If a member
- has not caught up to minvalid, and
- has any non-trivial amount of additional replication lag
then it can inadvertently delay its transition to SECONDARY until it has fully eliminated its replication lag. The expected behavior is for the member to transition to SECONDARY as soon as it catches up to minvalid.
The bug is caused by the interaction of two pieces of functionality in SyncTail::oplogApplication(): the batch size limit, and a timer that controls logic for attempting to transition to SECONDARY. The timer is reset when a new batch is started, and then the timer generates a once-per-second call to tryToGoLiveAsASecondary(); however, the first call happens only after the timer reaches t=1 second. This can delay the tryToGoLiveAsASecondary() call if batches take less than one second to process.
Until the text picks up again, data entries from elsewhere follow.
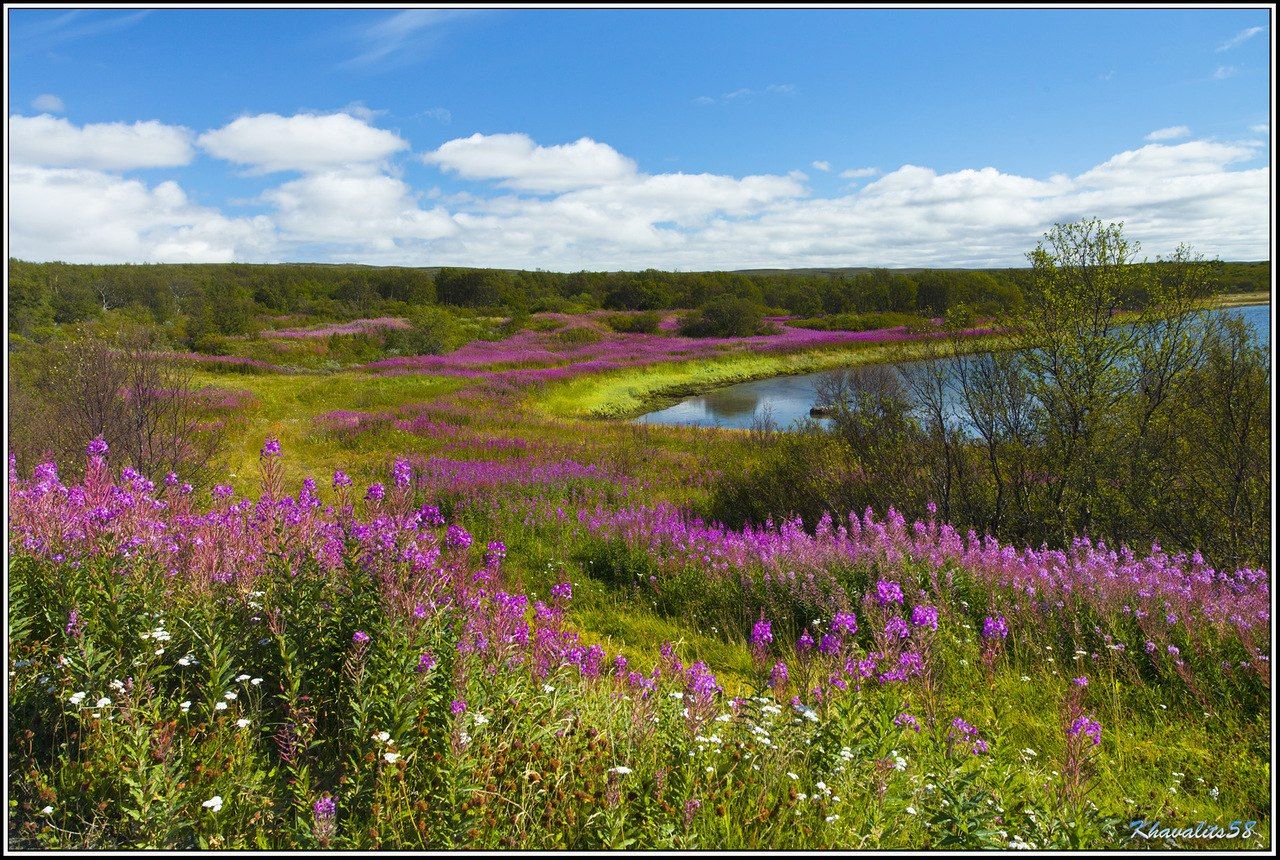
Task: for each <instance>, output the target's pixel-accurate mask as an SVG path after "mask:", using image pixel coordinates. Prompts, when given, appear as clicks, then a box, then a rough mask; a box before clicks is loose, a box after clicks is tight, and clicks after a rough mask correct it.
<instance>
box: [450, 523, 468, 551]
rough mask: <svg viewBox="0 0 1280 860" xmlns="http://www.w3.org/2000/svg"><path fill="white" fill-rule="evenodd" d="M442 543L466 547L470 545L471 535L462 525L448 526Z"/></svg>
mask: <svg viewBox="0 0 1280 860" xmlns="http://www.w3.org/2000/svg"><path fill="white" fill-rule="evenodd" d="M444 544H445V545H447V546H456V548H460V549H466V548H467V546H470V545H471V535H470V534H468V532H467V530H466V529H463V527H462V526H449V527H448V529H447V530H445V532H444Z"/></svg>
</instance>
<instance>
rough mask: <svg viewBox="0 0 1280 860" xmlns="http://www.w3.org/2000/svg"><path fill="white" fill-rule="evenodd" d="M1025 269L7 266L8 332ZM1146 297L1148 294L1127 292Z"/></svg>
mask: <svg viewBox="0 0 1280 860" xmlns="http://www.w3.org/2000/svg"><path fill="white" fill-rule="evenodd" d="M1213 269H1215V273H1216V284H1217V292H1221V293H1240V292H1253V291H1265V289H1268V287H1270V278H1271V264H1270V262H1266V261H1263V262H1221V261H1216V262H1213ZM1029 275H1030V269H984V270H973V269H899V270H888V269H805V270H756V271H659V270H655V269H648V270H644V271H575V273H554V271H513V270H506V269H460V267H443V269H408V267H378V266H361V265H320V264H276V265H252V264H141V265H73V264H63V262H38V264H37V262H24V261H20V260H10V261H9V331H10V335H12V334H19V335H23V337H35V338H37V339H40V338H41V335H42V333H44V334H45V335H46V337H47V334H50V333H51V329H52V326H59V325H65V324H74V323H86V321H93V320H96V319H99V317H100V316H102V315H104V314H105V312H108V311H115V312H118V314H125V315H128V316H131V317H136V319H138V321H141V323H154V324H159V325H165V326H170V328H173V329H180V331H182V337H180V339H182V340H186V342H187V343H188V344H193V343H196V342H198V340H200V339H201V338H206V337H209V335H241V334H251V333H253V331H256V330H257V329H260V328H262V325H264V321H265V319H264V317H273V316H274V317H279V316H288V317H300V319H298V320H297V321H311V320H315V321H321V320H344V319H357V317H370V316H389V315H410V316H412V315H413V311H415V310H420V308H422V307H424V306H442V305H443V306H452V307H456V308H467V310H468V311H470V312H474V314H480V312H490V314H494V315H503V316H507V315H525V314H530V312H538V311H562V312H581V311H589V310H598V308H609V310H620V311H622V310H625V311H657V310H668V308H694V307H701V306H705V305H708V303H709V302H713V301H716V299H719V298H723V297H732V298H737V299H748V301H750V302H751V303H754V305H756V306H759V307H760V308H762V310H763V311H764V312H772V314H791V315H797V316H804V317H814V316H822V315H836V314H869V312H888V314H911V315H919V316H927V317H937V316H943V315H946V314H947V312H948V311H951V310H952V308H956V307H957V306H964V307H965V308H966V310H968V311H969V312H972V314H975V315H993V314H998V312H1002V311H1006V310H1012V308H1015V307H1018V306H1019V305H1020V303H1021V299H1023V291H1024V288H1025V285H1027V283H1028V278H1029ZM1133 301H1134V302H1140V301H1142V297H1133Z"/></svg>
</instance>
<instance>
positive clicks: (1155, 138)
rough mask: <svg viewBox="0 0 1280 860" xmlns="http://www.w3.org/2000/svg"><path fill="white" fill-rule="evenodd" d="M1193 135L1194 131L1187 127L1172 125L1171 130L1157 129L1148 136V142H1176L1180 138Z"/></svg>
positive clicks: (1168, 128) (1169, 129) (1163, 128)
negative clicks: (1167, 141)
mask: <svg viewBox="0 0 1280 860" xmlns="http://www.w3.org/2000/svg"><path fill="white" fill-rule="evenodd" d="M1190 133H1192V129H1189V128H1187V127H1185V125H1170V127H1169V128H1157V129H1156V131H1153V132H1152V133H1151V134H1148V136H1147V139H1148V141H1174V139H1178V138H1179V137H1187V136H1188V134H1190Z"/></svg>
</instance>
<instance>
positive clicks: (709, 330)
mask: <svg viewBox="0 0 1280 860" xmlns="http://www.w3.org/2000/svg"><path fill="white" fill-rule="evenodd" d="M772 330H773V326H771V325H769V324H768V323H765V321H764V310H763V308H762V307H760V306H759V305H756V303H755V302H753V301H750V299H748V298H737V297H735V296H719V297H717V298H713V299H710V301H709V302H707V303H705V305H703V306H701V308H699V310H698V311H696V312H694V314H689V315H686V316H684V317H682V319H681V320H680V333H681V334H684V335H685V337H690V338H749V337H751V335H756V334H768V333H769V331H772Z"/></svg>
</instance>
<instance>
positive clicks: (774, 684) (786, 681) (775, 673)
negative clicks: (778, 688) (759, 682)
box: [769, 660, 788, 689]
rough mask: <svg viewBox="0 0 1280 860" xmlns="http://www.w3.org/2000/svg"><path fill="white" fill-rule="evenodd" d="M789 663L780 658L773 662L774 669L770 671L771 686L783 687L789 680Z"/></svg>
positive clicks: (773, 686)
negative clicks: (778, 659)
mask: <svg viewBox="0 0 1280 860" xmlns="http://www.w3.org/2000/svg"><path fill="white" fill-rule="evenodd" d="M787 677H788V674H787V664H786V663H783V662H782V660H778V662H777V663H774V664H773V671H772V672H769V686H771V687H774V689H777V687H781V686H783V685H785V683H786V682H787Z"/></svg>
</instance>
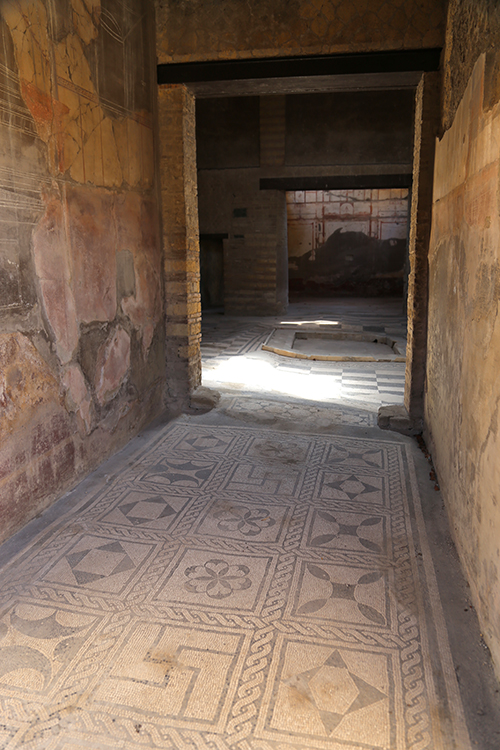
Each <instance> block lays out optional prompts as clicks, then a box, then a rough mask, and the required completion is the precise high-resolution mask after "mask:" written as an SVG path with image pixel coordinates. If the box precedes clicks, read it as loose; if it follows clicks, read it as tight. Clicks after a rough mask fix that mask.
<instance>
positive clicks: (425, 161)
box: [405, 73, 441, 426]
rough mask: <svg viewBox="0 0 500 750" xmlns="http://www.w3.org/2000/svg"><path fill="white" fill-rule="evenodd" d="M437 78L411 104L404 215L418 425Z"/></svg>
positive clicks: (428, 269) (422, 388) (424, 384)
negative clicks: (411, 111)
mask: <svg viewBox="0 0 500 750" xmlns="http://www.w3.org/2000/svg"><path fill="white" fill-rule="evenodd" d="M440 83H441V78H440V74H439V73H425V74H424V75H423V76H422V78H421V80H420V83H419V85H418V88H417V92H416V101H415V141H414V151H413V189H412V200H411V209H410V211H411V213H410V241H409V259H410V275H409V278H408V347H407V353H406V383H405V407H406V409H407V411H408V415H409V417H410V420H411V422H412V423H413V424H414V425H415V426H418V425H419V424H420V423H421V420H422V419H423V415H424V387H425V373H426V360H427V301H428V284H429V262H428V254H429V240H430V233H431V217H432V187H433V177H434V151H435V144H436V136H437V135H438V131H439V117H440Z"/></svg>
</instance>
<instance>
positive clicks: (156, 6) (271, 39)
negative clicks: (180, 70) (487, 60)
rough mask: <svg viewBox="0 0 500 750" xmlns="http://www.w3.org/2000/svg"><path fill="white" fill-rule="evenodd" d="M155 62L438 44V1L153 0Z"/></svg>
mask: <svg viewBox="0 0 500 750" xmlns="http://www.w3.org/2000/svg"><path fill="white" fill-rule="evenodd" d="M156 15H157V26H158V42H157V46H158V61H159V62H173V61H176V62H180V61H188V60H213V59H233V58H238V57H243V58H248V57H253V56H256V57H273V56H275V55H276V56H286V55H301V54H313V55H321V54H328V53H333V52H358V51H364V50H373V49H401V48H404V47H406V48H407V49H415V48H419V47H439V46H441V45H442V44H443V41H444V15H445V3H444V2H442V1H441V0H420V1H418V0H406V2H405V3H404V7H402V3H401V2H399V0H392V1H391V0H389V2H387V1H386V0H372V1H371V2H369V3H367V2H366V0H352V1H351V2H349V3H346V2H344V0H326V2H319V0H298V1H297V2H293V3H291V2H290V1H289V0H265V1H264V2H261V3H259V12H258V13H256V12H255V4H254V3H253V1H252V0H193V1H192V2H190V3H187V4H186V3H177V2H176V3H172V2H168V0H156Z"/></svg>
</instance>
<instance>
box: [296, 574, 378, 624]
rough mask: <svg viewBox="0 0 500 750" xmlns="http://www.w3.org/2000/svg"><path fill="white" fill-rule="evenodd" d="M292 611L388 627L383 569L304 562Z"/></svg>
mask: <svg viewBox="0 0 500 750" xmlns="http://www.w3.org/2000/svg"><path fill="white" fill-rule="evenodd" d="M297 576H298V577H297V578H296V589H295V595H294V597H293V599H292V601H291V602H290V605H289V612H290V615H291V616H293V617H299V618H308V619H309V618H313V619H320V620H328V621H329V622H343V623H350V624H356V625H364V626H377V627H381V626H382V627H387V626H388V625H389V619H390V614H389V602H388V596H387V587H386V579H385V576H384V574H383V572H382V571H380V570H373V571H370V570H367V569H366V568H359V567H354V566H349V567H347V566H343V565H335V564H331V563H326V562H324V561H321V563H316V562H315V563H311V562H305V561H304V562H302V563H301V566H300V569H299V572H298V574H297Z"/></svg>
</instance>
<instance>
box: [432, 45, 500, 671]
mask: <svg viewBox="0 0 500 750" xmlns="http://www.w3.org/2000/svg"><path fill="white" fill-rule="evenodd" d="M493 63H494V61H493V60H492V58H491V57H488V56H486V55H485V54H482V55H481V56H480V57H479V59H478V60H477V62H476V63H475V65H474V68H473V72H472V75H471V77H470V80H469V82H468V84H467V87H466V89H465V91H464V93H463V96H462V99H461V101H460V104H459V105H458V107H457V110H456V113H455V117H454V120H453V124H452V125H451V127H450V128H449V129H448V130H447V131H446V132H445V134H444V136H443V137H442V139H441V140H440V141H438V143H437V146H436V155H435V170H434V195H433V214H432V231H431V241H430V250H429V323H428V351H427V383H426V397H425V424H426V431H427V438H428V441H429V444H430V447H431V450H432V455H433V459H434V463H435V466H436V469H437V473H438V476H439V481H440V485H441V488H442V491H443V494H444V498H445V502H446V505H447V509H448V514H449V517H450V521H451V525H452V529H453V533H454V537H455V541H456V543H457V547H458V550H459V553H460V557H461V560H462V563H463V565H464V568H465V571H466V574H467V577H468V580H469V583H470V585H471V591H472V595H473V599H474V603H475V606H476V609H477V612H478V615H479V618H480V621H481V625H482V632H483V634H484V638H485V640H486V642H487V644H488V646H489V647H490V650H491V652H492V655H493V659H494V662H495V663H496V667H497V671H498V673H499V674H500V581H499V577H500V541H499V540H500V316H499V306H500V218H499V207H500V192H499V177H500V154H499V151H498V143H499V142H500V104H498V102H497V103H495V102H494V101H492V99H491V96H490V95H489V88H488V81H489V80H490V79H491V73H492V70H491V67H489V66H491V65H492V64H493Z"/></svg>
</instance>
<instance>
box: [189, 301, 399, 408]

This can be triggered in the following example scenario:
- A secondary is shut down while in the middle of processing an oplog batch (any time between the minvalid write and the oplog write)
- The member is brought back into the replica set hours later
The member will call tryToGoLiveAsASecondary() when it first starts up, but the SECONDARY transition will not occur because the minvalid condition will fail (as expected). Then, it will start processing oplog entries. Since it has replication lag, it will fetch oplog entries as fast as possible, and take less than one second each time to hit the batch limit. It will thus never get to the next tryToGoLiveAsASecondary() call until it has fully caught up.
Note that if, in the above scenario, the secondary instead happened to have been shut down between batches, then it will transition to SECONDARY as soon as it is brought up (since the minvalid condition will succeed during the first tryToGoLiveAsASecondary() call).